Reconstructed Utility Matrix:
[[3.27425497 3.36731067 3.1219536  ... 2.85110653 2.67805618 2.97143675]
 [3.58218625 4.39527472 2.93143772 ... 2.50414659 2.84628897 2.59062136]
 [3.32464536 3.63915952 2.71935225 ... 2.69980913 2.81073422 2.9393952 ]
 ...
 [3.75823776 4.58160833 2.33997724 ... 1.54491036 3.35896879 2.61318204]
 [3.31957454 2.87600835 3.43770864 ... 2.54377583 3.83938066 2.59839026]
 [3.69463745 2.00883    3.09796804 ... 2.31242642 2.14216664 2.37867252]]


(b) Explain briefly how the results help you with making recommendations to your users.

The results provide insights into user preferences and item recommendations and help make recommendations in below stated ways.

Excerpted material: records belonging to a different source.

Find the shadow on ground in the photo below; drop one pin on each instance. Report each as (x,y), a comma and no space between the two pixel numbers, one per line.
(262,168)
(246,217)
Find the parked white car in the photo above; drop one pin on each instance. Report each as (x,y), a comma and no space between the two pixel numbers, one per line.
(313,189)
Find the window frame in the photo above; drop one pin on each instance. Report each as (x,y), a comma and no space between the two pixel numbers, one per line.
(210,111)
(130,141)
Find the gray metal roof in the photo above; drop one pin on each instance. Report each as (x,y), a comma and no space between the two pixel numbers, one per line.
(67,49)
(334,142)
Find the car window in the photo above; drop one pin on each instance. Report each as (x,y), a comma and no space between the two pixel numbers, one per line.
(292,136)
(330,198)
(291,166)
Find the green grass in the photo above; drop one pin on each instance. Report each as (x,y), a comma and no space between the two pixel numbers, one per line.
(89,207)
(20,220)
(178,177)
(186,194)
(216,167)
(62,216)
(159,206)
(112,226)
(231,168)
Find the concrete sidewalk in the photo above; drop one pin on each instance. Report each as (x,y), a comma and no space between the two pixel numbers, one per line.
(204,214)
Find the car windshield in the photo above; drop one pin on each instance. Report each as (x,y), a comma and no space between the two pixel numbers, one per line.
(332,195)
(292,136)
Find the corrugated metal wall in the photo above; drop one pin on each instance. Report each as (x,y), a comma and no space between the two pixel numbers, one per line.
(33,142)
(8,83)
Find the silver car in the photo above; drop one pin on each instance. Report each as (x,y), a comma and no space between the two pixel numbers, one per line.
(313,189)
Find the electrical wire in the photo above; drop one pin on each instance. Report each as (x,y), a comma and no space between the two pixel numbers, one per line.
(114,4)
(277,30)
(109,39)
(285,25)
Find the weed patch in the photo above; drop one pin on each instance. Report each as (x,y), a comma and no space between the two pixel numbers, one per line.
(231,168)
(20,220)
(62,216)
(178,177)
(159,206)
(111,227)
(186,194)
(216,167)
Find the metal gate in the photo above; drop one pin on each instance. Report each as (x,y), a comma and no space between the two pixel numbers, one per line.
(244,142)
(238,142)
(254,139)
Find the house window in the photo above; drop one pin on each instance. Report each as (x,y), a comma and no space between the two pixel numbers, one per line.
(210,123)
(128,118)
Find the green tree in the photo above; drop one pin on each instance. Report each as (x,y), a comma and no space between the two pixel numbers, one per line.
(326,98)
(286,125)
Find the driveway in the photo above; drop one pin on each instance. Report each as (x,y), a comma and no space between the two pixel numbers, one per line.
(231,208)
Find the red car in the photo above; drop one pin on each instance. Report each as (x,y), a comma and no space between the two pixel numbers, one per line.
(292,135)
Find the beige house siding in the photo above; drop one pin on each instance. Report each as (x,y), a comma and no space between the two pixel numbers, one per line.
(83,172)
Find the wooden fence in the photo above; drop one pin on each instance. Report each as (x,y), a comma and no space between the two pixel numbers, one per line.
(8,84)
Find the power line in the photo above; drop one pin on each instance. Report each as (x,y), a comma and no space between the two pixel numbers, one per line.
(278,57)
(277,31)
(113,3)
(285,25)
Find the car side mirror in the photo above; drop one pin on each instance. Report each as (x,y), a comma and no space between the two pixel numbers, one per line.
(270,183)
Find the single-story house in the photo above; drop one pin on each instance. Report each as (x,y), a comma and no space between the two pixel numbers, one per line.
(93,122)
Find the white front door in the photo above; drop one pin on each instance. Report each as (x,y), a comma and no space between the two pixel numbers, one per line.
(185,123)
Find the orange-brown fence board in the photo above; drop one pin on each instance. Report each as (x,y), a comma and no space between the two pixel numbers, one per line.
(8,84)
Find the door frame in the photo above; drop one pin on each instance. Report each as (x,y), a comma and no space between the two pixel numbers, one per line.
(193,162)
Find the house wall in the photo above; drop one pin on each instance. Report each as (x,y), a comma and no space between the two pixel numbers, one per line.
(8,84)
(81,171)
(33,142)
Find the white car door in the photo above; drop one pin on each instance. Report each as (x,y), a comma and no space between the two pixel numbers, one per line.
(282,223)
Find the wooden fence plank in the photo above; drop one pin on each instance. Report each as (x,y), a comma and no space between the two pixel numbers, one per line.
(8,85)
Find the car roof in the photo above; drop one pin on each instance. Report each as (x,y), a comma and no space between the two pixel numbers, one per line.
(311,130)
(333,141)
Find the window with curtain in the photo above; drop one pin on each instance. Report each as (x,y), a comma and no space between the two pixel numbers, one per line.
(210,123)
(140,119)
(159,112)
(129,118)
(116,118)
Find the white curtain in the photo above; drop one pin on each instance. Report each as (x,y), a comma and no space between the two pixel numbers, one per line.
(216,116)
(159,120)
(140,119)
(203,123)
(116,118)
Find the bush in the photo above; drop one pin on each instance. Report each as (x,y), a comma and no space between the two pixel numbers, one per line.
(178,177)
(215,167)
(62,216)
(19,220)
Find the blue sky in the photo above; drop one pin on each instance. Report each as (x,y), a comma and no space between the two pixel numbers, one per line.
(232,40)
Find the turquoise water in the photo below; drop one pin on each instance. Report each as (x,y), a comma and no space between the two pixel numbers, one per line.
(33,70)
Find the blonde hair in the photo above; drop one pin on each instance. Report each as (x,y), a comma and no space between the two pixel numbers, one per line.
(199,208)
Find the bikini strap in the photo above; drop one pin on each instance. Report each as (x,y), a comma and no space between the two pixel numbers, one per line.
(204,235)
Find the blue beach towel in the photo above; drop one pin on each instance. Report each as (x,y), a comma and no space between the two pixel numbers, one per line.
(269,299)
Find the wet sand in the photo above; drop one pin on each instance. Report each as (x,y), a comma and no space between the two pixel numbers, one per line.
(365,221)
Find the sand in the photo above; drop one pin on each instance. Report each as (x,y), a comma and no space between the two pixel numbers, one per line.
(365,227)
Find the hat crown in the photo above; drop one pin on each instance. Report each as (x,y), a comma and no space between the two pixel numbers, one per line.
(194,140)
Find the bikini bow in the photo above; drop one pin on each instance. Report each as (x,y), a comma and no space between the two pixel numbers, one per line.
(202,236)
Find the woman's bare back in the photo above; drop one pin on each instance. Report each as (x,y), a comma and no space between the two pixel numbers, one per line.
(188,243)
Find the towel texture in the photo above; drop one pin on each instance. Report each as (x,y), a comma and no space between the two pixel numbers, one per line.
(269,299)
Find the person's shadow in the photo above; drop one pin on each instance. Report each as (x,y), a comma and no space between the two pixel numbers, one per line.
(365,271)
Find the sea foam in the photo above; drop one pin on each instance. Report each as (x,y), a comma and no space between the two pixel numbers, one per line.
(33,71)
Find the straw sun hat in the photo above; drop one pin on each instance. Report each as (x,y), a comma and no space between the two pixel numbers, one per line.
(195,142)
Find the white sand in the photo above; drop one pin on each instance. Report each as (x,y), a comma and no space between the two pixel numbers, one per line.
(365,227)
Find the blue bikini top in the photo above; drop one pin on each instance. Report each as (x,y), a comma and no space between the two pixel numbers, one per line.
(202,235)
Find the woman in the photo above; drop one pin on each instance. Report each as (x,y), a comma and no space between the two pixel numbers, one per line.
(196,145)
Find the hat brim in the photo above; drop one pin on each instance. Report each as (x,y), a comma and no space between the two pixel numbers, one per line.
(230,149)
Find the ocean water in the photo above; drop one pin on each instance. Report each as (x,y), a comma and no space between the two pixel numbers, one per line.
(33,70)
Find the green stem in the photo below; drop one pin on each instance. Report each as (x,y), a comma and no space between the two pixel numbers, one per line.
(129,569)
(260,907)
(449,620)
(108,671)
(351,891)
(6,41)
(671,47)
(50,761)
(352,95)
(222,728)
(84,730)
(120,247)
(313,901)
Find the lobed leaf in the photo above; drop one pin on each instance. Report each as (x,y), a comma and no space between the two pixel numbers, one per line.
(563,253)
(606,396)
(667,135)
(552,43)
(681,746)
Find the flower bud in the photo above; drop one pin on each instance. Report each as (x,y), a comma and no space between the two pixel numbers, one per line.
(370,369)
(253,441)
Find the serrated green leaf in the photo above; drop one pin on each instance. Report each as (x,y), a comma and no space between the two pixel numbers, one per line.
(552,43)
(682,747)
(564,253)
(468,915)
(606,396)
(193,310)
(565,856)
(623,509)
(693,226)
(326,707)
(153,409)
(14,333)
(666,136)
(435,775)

1. User Preferences: The UV decomposition analyzes the utility matrix to uncover underlying patterns and latent factors that contribute to user preferences. It decomposes the matrix into user and item latent feature matrices, which represent user preferences and item characteristics, respectively. These latent factors capture the underlying structure of the data and help in understanding user preferences in a more meaningful way.

2. Dimensionality Reduction: The choice of dimensionality, denoted by 'd', determines the number of latent factors retained in the decomposition. By reducing the dimensionality, irrelevant or noisy information is discarded, leading to a more compact representation of user preferences and item characteristics. The ideal value of 'd' depends on the specific dataset and can be determined through experimentation or evaluation metrics.

3. Recommendations: The decomposed user and item matrices can be used to generate recommendations. For a given user, the algorithm identifies the latent features associated with the user's preferences and finds items that have similar latent feature representations. These similar items can then be recommended to the user, as they are likely to align with their interests based on the underlying patterns discovered through UV decomposition.

4. Incremental Updates: this technique allows for efficient updates to the user and item matrices when new data becomes available. This enables real-time or dynamic recommendations by incorporating new user ratings or item information without having to recompute the entire decomposition. The incremental approach ensures that the recommendations stay up to date and reflect the latest user preferences.

Overall, the results of incremental UV decomposition provide valuable information about user preferences, help in dimensionality reduction, and enable personalized recommendations based on the discovered latent factors.